My question is, for those in the know, what does Google consider "duplicate content"? For example, I'm converting one of my old sites to CMS, which requires I painstakingly move my content from static HTML pages over to their PHP counterpart. This results in me having two nearly identical pages of content (the original and the PHP version) on my site. I haven't deleted the old HTML pages yet, and in truth, I don't want to, as they're still getting good traffic from Google. Would Google consider me having two versions of the same contents duplicate content? In all, I would say, there are about 1600 pages. Give me your opinions.

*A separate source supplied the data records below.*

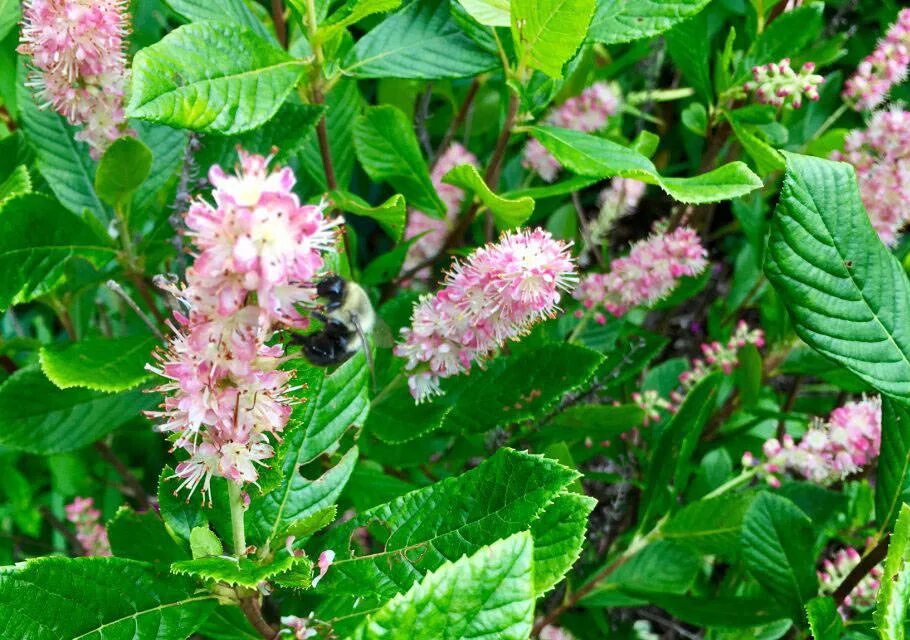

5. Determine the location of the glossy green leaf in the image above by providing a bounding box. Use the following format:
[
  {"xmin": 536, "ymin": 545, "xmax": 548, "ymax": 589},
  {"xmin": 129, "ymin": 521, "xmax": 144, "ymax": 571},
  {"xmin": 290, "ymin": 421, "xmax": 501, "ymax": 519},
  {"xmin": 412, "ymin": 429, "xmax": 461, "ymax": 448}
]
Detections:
[
  {"xmin": 345, "ymin": 0, "xmax": 499, "ymax": 80},
  {"xmin": 319, "ymin": 448, "xmax": 578, "ymax": 597},
  {"xmin": 0, "ymin": 193, "xmax": 116, "ymax": 309},
  {"xmin": 765, "ymin": 153, "xmax": 910, "ymax": 398},
  {"xmin": 588, "ymin": 0, "xmax": 708, "ymax": 44},
  {"xmin": 329, "ymin": 191, "xmax": 407, "ymax": 242},
  {"xmin": 95, "ymin": 136, "xmax": 152, "ymax": 205},
  {"xmin": 531, "ymin": 126, "xmax": 762, "ymax": 204},
  {"xmin": 0, "ymin": 366, "xmax": 157, "ymax": 454},
  {"xmin": 873, "ymin": 504, "xmax": 910, "ymax": 640},
  {"xmin": 353, "ymin": 533, "xmax": 534, "ymax": 640},
  {"xmin": 442, "ymin": 164, "xmax": 534, "ymax": 229},
  {"xmin": 741, "ymin": 493, "xmax": 818, "ymax": 615},
  {"xmin": 531, "ymin": 493, "xmax": 597, "ymax": 596},
  {"xmin": 245, "ymin": 355, "xmax": 369, "ymax": 546},
  {"xmin": 127, "ymin": 22, "xmax": 303, "ymax": 134},
  {"xmin": 38, "ymin": 335, "xmax": 159, "ymax": 392},
  {"xmin": 354, "ymin": 106, "xmax": 445, "ymax": 216},
  {"xmin": 511, "ymin": 0, "xmax": 595, "ymax": 78},
  {"xmin": 0, "ymin": 557, "xmax": 215, "ymax": 640}
]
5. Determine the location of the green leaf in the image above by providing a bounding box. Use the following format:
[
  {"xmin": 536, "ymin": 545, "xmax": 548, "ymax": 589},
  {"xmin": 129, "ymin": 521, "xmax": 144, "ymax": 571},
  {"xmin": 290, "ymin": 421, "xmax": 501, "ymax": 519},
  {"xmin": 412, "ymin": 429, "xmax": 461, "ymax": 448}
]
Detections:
[
  {"xmin": 166, "ymin": 0, "xmax": 274, "ymax": 38},
  {"xmin": 661, "ymin": 493, "xmax": 755, "ymax": 560},
  {"xmin": 872, "ymin": 504, "xmax": 910, "ymax": 640},
  {"xmin": 588, "ymin": 0, "xmax": 708, "ymax": 44},
  {"xmin": 38, "ymin": 335, "xmax": 158, "ymax": 392},
  {"xmin": 581, "ymin": 540, "xmax": 701, "ymax": 607},
  {"xmin": 0, "ymin": 557, "xmax": 215, "ymax": 640},
  {"xmin": 0, "ymin": 164, "xmax": 32, "ymax": 204},
  {"xmin": 511, "ymin": 0, "xmax": 595, "ymax": 78},
  {"xmin": 742, "ymin": 493, "xmax": 818, "ymax": 615},
  {"xmin": 458, "ymin": 0, "xmax": 512, "ymax": 27},
  {"xmin": 353, "ymin": 533, "xmax": 534, "ymax": 640},
  {"xmin": 329, "ymin": 191, "xmax": 407, "ymax": 242},
  {"xmin": 531, "ymin": 493, "xmax": 597, "ymax": 596},
  {"xmin": 319, "ymin": 448, "xmax": 578, "ymax": 598},
  {"xmin": 641, "ymin": 373, "xmax": 721, "ymax": 522},
  {"xmin": 190, "ymin": 527, "xmax": 224, "ymax": 560},
  {"xmin": 245, "ymin": 355, "xmax": 370, "ymax": 546},
  {"xmin": 531, "ymin": 126, "xmax": 762, "ymax": 204},
  {"xmin": 354, "ymin": 105, "xmax": 445, "ymax": 216},
  {"xmin": 0, "ymin": 193, "xmax": 116, "ymax": 309},
  {"xmin": 344, "ymin": 0, "xmax": 499, "ymax": 80},
  {"xmin": 875, "ymin": 398, "xmax": 910, "ymax": 529},
  {"xmin": 158, "ymin": 466, "xmax": 208, "ymax": 541},
  {"xmin": 18, "ymin": 78, "xmax": 111, "ymax": 222},
  {"xmin": 806, "ymin": 596, "xmax": 844, "ymax": 640},
  {"xmin": 0, "ymin": 366, "xmax": 155, "ymax": 454},
  {"xmin": 127, "ymin": 22, "xmax": 303, "ymax": 134},
  {"xmin": 95, "ymin": 136, "xmax": 152, "ymax": 206},
  {"xmin": 107, "ymin": 507, "xmax": 187, "ymax": 565},
  {"xmin": 442, "ymin": 164, "xmax": 534, "ymax": 229},
  {"xmin": 765, "ymin": 153, "xmax": 910, "ymax": 398},
  {"xmin": 315, "ymin": 0, "xmax": 402, "ymax": 42},
  {"xmin": 171, "ymin": 551, "xmax": 313, "ymax": 589}
]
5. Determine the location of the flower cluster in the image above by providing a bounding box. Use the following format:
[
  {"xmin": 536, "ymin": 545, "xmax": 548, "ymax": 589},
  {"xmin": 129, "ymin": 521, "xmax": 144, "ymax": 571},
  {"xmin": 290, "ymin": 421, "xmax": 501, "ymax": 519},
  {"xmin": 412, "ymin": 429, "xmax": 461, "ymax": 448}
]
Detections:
[
  {"xmin": 521, "ymin": 82, "xmax": 619, "ymax": 182},
  {"xmin": 743, "ymin": 58, "xmax": 824, "ymax": 109},
  {"xmin": 148, "ymin": 151, "xmax": 335, "ymax": 498},
  {"xmin": 395, "ymin": 229, "xmax": 576, "ymax": 402},
  {"xmin": 832, "ymin": 110, "xmax": 910, "ymax": 245},
  {"xmin": 817, "ymin": 547, "xmax": 883, "ymax": 620},
  {"xmin": 743, "ymin": 396, "xmax": 882, "ymax": 487},
  {"xmin": 588, "ymin": 178, "xmax": 648, "ymax": 250},
  {"xmin": 573, "ymin": 227, "xmax": 708, "ymax": 324},
  {"xmin": 65, "ymin": 497, "xmax": 111, "ymax": 556},
  {"xmin": 843, "ymin": 9, "xmax": 910, "ymax": 111},
  {"xmin": 19, "ymin": 0, "xmax": 129, "ymax": 158},
  {"xmin": 401, "ymin": 142, "xmax": 477, "ymax": 279}
]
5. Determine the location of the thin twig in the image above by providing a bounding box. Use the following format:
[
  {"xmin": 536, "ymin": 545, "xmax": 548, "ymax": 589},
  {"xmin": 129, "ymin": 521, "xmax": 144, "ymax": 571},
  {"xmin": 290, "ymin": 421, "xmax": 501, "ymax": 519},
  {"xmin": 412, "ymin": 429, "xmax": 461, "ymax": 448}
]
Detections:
[
  {"xmin": 93, "ymin": 440, "xmax": 152, "ymax": 511},
  {"xmin": 106, "ymin": 280, "xmax": 164, "ymax": 340}
]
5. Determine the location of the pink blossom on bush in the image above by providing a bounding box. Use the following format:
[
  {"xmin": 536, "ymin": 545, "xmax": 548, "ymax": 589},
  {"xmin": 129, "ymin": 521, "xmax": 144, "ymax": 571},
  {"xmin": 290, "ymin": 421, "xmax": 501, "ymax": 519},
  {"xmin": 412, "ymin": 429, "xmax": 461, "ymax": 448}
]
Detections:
[
  {"xmin": 521, "ymin": 82, "xmax": 619, "ymax": 182},
  {"xmin": 816, "ymin": 547, "xmax": 883, "ymax": 620},
  {"xmin": 148, "ymin": 152, "xmax": 336, "ymax": 497},
  {"xmin": 743, "ymin": 58, "xmax": 824, "ymax": 109},
  {"xmin": 743, "ymin": 396, "xmax": 882, "ymax": 487},
  {"xmin": 395, "ymin": 229, "xmax": 576, "ymax": 402},
  {"xmin": 64, "ymin": 497, "xmax": 111, "ymax": 556},
  {"xmin": 833, "ymin": 109, "xmax": 910, "ymax": 245},
  {"xmin": 573, "ymin": 227, "xmax": 708, "ymax": 322},
  {"xmin": 843, "ymin": 9, "xmax": 910, "ymax": 111},
  {"xmin": 401, "ymin": 142, "xmax": 478, "ymax": 279},
  {"xmin": 19, "ymin": 0, "xmax": 129, "ymax": 158}
]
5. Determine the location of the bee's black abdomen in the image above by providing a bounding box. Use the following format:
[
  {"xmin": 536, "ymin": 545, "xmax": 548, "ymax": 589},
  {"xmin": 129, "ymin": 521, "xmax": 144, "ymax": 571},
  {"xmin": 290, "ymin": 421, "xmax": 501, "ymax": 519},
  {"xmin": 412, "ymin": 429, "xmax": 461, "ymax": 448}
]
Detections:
[{"xmin": 316, "ymin": 276, "xmax": 345, "ymax": 310}]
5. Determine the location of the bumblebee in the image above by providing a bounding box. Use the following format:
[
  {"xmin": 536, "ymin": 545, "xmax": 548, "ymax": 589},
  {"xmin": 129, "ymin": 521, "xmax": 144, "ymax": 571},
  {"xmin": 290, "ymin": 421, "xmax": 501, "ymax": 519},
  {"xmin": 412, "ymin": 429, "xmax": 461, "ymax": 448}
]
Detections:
[{"xmin": 297, "ymin": 275, "xmax": 376, "ymax": 370}]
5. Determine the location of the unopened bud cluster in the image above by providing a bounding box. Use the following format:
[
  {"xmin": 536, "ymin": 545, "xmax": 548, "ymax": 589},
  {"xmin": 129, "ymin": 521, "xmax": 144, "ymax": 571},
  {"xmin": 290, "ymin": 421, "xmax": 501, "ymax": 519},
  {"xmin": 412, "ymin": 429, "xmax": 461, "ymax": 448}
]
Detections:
[{"xmin": 743, "ymin": 58, "xmax": 824, "ymax": 109}]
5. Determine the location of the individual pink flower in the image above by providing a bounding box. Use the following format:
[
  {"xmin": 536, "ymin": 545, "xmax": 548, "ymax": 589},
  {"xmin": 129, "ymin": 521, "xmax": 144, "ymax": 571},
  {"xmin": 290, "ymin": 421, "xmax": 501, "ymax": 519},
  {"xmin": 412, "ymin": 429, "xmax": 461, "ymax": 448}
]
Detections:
[
  {"xmin": 147, "ymin": 151, "xmax": 337, "ymax": 500},
  {"xmin": 832, "ymin": 109, "xmax": 910, "ymax": 245},
  {"xmin": 743, "ymin": 396, "xmax": 882, "ymax": 487},
  {"xmin": 395, "ymin": 229, "xmax": 576, "ymax": 402},
  {"xmin": 743, "ymin": 58, "xmax": 825, "ymax": 109},
  {"xmin": 64, "ymin": 497, "xmax": 111, "ymax": 556},
  {"xmin": 573, "ymin": 222, "xmax": 708, "ymax": 323},
  {"xmin": 842, "ymin": 9, "xmax": 910, "ymax": 111},
  {"xmin": 401, "ymin": 142, "xmax": 478, "ymax": 279},
  {"xmin": 817, "ymin": 547, "xmax": 884, "ymax": 620},
  {"xmin": 521, "ymin": 82, "xmax": 619, "ymax": 182},
  {"xmin": 18, "ymin": 0, "xmax": 129, "ymax": 158}
]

Yeah. What you should do is put a redirect from the HTML page to the PHP page. Google will eventually pick up on this.
I'm sure you'll find answer here: http://forums.digitalpoint.com/forumdisplay.php?f=49 Maybe you should ask NINTENDO member there. He is very helpfule.
Okay, the 301 redirect seems to be the way to go. But I'm still not getting an answer to my question: Is THIS considered duplicate content penalty? Having two copies of the same file (1600 of them) on one site?
Interesting... I have the same issue for one of my sites. However, I included the 301 redirects in the .htaccess file a couple of days ago, and now, all the "outdated" .htm-files have vanished from the Google SERP (as confirmed by google site:thedomaininquestion.zzz). I was, just like you, worrying about duplicate content punishment. Seems like I was punished for the redirects though, as the site droped from the top-10 to the 11-20 result page (page2 with default settings). Dooh! That can, on the other hand, be a consequence of algorithm or PR updates that are the topic of several recent posts here (kinda plausible, as the PR should be transferred to the pages subject to the 301:s).
Yes it is, definately do a redirect with .htaccess from old to new pages. Ultimately if you leave it like that the new will go in to Supp results and you will never get traffic to these pages.
Yeah, I'm doing re-directs now. So the question now is: How long to leave the re-directs? Remember, I have over 1600 pages to move... And what do I do with the old pages? Delete them? I guess I should delete them since they're no longer necessary...
you are doing the right thing, re-directs is the only way! but then don't delete them too soon, let the new pages get indexed, and the old ones get de-indexed, after that delete the old ones. wait for a few months, as these things takes time to happen.
Try also to remove all internal links that point to the htm pages and point them to the new pages. Did you find a pattern for redirection or you had to put 1600 rules
are you keeping the file names same and just changing the extension from .htm to .php? if yes, redirecting 1600 pages through 301 would not be a problem at all. and if you use 301, there wouldn't be any duplicate content
Just leave the redirects in place for quite some time, the amount of time it takes Google to update it's index depends on the page strength. Your stronger pages such as ones with a direct link from the index page can update in a matter of 24 hours while your deep sub-pages may take a few weeks. I hope you managed to find 1 rule to rewrite all your pages.